The Credit Card Splash Down
Posted: January 14th, 2008, 11:37 am
Mish
Credit Card Time Bomb Is Ticking Away
The Next Subprime
While searching for information on securitizations I came across this article from October 30 2007: The $915B bomb in consumers' wallets.
This past summer's subprime meltdown involved about $900 billion in now-suspect securitized debt, reckless lending, and consumers who buckled under the weight of loans they couldn't afford. Now another link in the consumer debt chain - credit cards - is starting to show signs of strain. And the fear that the $915 billion in U.S. credit card debt (an uncannily similar figure) may blow up has major financial institutions like Citigroup, American Express, and Bank of America strapping on their Kevlar vests.
"This is absolutely not the next one to blow," says Meredith Whitney, banking analyst at CIBC. Christopher Marshall, CFO of Fifth Third Bancorp in Cincinnati, points out that the U.S. has a long history of credit card securitization, "so it's fairly well understood." The securitization of the subprime sector, by comparison, "got blurry, and people didn't focus on what it meant."
[My Comment: Anyone care to revise that forecast?]
Credit agencies that monitor credit cards in the asset-backed securities market share that confidence. "The performance in the core consumer [asset-backed securities] sectors is expected to deteriorate modestly, but not enough to cause substantial downgrades," says Kevin Duignan, managing director at Fitch.
[My comment: Is Fitch ever right?]
But credit card debt is different from subprime debt in another way: Unlike mortgages, credit card debt is unsecured, so a default means a total loss. And while missed payments are at a historical low, they show signs of an uptick: The quarterly delinquency rate for Capital One, Washington Mutual, Citigroup, J.P. Morgan Chase, and Bank of America rose an average of 13% in the third quarter, compared with a 2% drop in the previous quarter.
If there is an international precedent the U.S. should be watching, it's actually that of the U.K. British consumers are just as overstretched as Americans, but since the real estate market there rose faster and fell earlier, they're about 18 months ahead in the credit cycle.
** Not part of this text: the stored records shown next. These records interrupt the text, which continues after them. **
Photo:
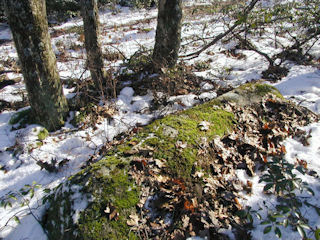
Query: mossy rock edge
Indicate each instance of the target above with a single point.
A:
(97, 202)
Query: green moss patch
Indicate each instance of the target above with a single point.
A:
(177, 137)
(108, 187)
(105, 185)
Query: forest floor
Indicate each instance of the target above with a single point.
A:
(26, 151)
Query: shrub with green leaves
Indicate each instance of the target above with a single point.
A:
(282, 181)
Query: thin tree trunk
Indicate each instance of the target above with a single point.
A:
(168, 34)
(29, 26)
(90, 15)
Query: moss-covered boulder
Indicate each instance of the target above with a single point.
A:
(97, 202)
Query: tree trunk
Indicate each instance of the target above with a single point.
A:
(90, 15)
(29, 26)
(168, 34)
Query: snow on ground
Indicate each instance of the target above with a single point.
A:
(128, 30)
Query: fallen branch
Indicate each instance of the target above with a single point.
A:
(251, 47)
(247, 10)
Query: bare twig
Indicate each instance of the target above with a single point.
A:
(247, 10)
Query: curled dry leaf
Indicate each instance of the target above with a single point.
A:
(133, 221)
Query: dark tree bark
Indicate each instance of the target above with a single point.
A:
(29, 26)
(90, 15)
(168, 34)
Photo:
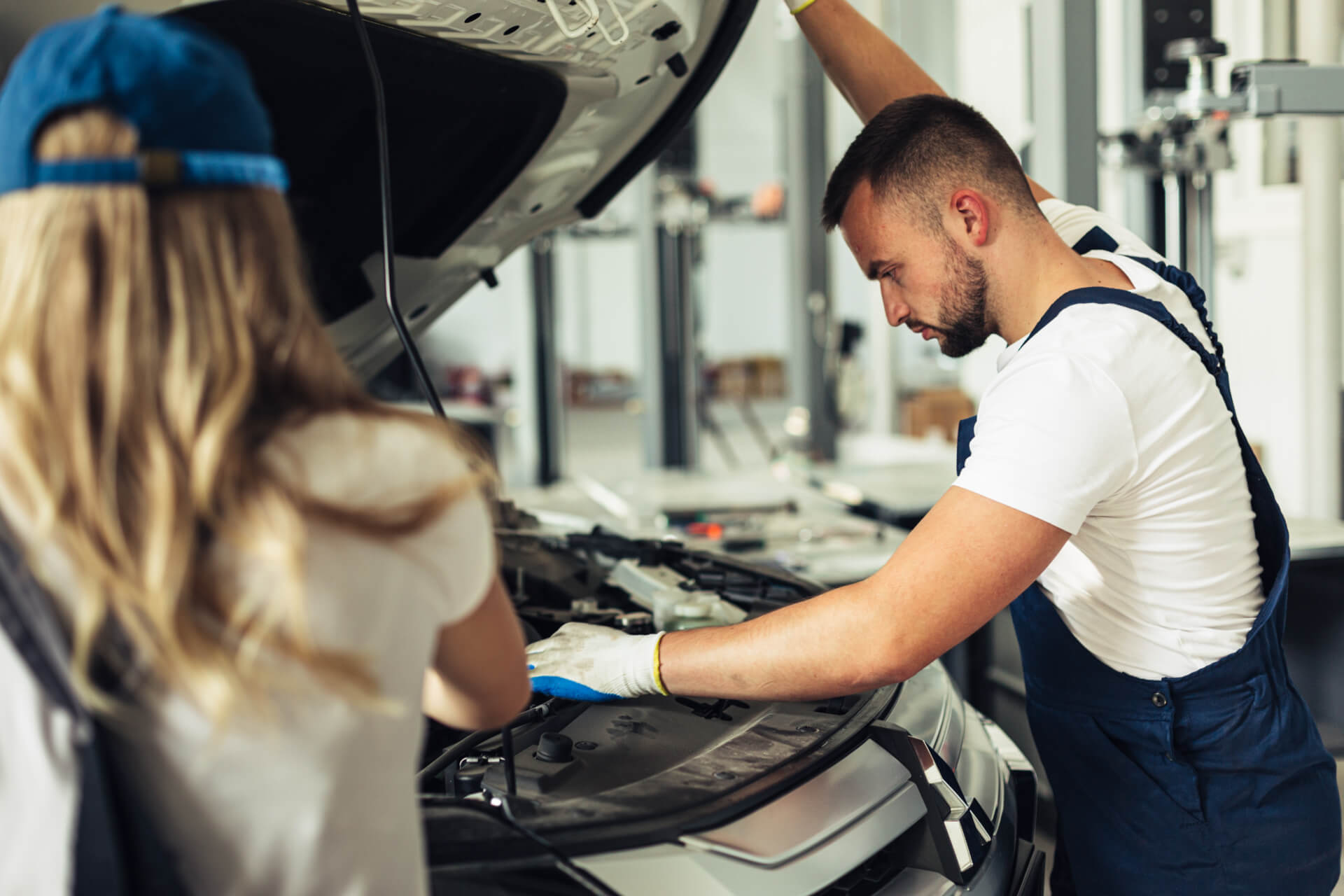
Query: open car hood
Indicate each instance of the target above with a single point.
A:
(500, 127)
(500, 130)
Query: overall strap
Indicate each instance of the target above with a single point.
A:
(29, 618)
(1100, 239)
(1108, 296)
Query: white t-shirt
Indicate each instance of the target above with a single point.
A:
(319, 798)
(1109, 428)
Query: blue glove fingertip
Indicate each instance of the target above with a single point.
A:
(568, 690)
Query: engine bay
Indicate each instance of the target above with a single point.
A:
(636, 769)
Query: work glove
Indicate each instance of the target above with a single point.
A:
(594, 663)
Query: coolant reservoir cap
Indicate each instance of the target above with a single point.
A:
(555, 747)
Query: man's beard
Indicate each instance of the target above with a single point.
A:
(964, 307)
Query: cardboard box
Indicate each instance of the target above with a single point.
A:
(936, 410)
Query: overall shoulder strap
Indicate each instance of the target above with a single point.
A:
(1100, 239)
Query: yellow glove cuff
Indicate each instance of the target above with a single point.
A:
(657, 645)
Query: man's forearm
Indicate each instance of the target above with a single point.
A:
(822, 648)
(866, 65)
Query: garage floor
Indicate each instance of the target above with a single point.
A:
(609, 442)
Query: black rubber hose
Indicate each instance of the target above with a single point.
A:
(385, 172)
(467, 745)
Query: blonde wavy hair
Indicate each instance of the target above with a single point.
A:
(150, 348)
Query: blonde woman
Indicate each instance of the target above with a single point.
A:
(200, 481)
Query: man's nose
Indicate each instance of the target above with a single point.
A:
(897, 311)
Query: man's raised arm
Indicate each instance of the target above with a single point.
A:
(866, 65)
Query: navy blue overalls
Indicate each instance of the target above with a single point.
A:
(1215, 782)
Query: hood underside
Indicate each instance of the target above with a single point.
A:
(500, 128)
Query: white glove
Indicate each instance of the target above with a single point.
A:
(593, 663)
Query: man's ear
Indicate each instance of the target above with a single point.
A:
(971, 213)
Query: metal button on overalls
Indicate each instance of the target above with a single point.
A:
(1234, 794)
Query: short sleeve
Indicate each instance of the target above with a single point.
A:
(1053, 440)
(1074, 222)
(370, 463)
(458, 548)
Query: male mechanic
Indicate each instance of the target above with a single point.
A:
(1105, 492)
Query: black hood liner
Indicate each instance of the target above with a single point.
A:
(463, 124)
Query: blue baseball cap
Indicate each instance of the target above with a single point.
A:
(188, 96)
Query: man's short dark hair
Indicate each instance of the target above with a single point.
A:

Since the last quarter of 2005, credit card delinquencies and charge-off rates in Britain have risen as much as 50%, forcing banks to take huge write-offs.
It's a sign of the times that, according to one survey last month, 6% of British homeowners have been using their credit cards to pay their mortgages. That's suicidal, of course, given that credit card interest rates are more than double even the heftiest mortgage. Keep your fingers crossed that it's not a trend that crosses the Atlantic.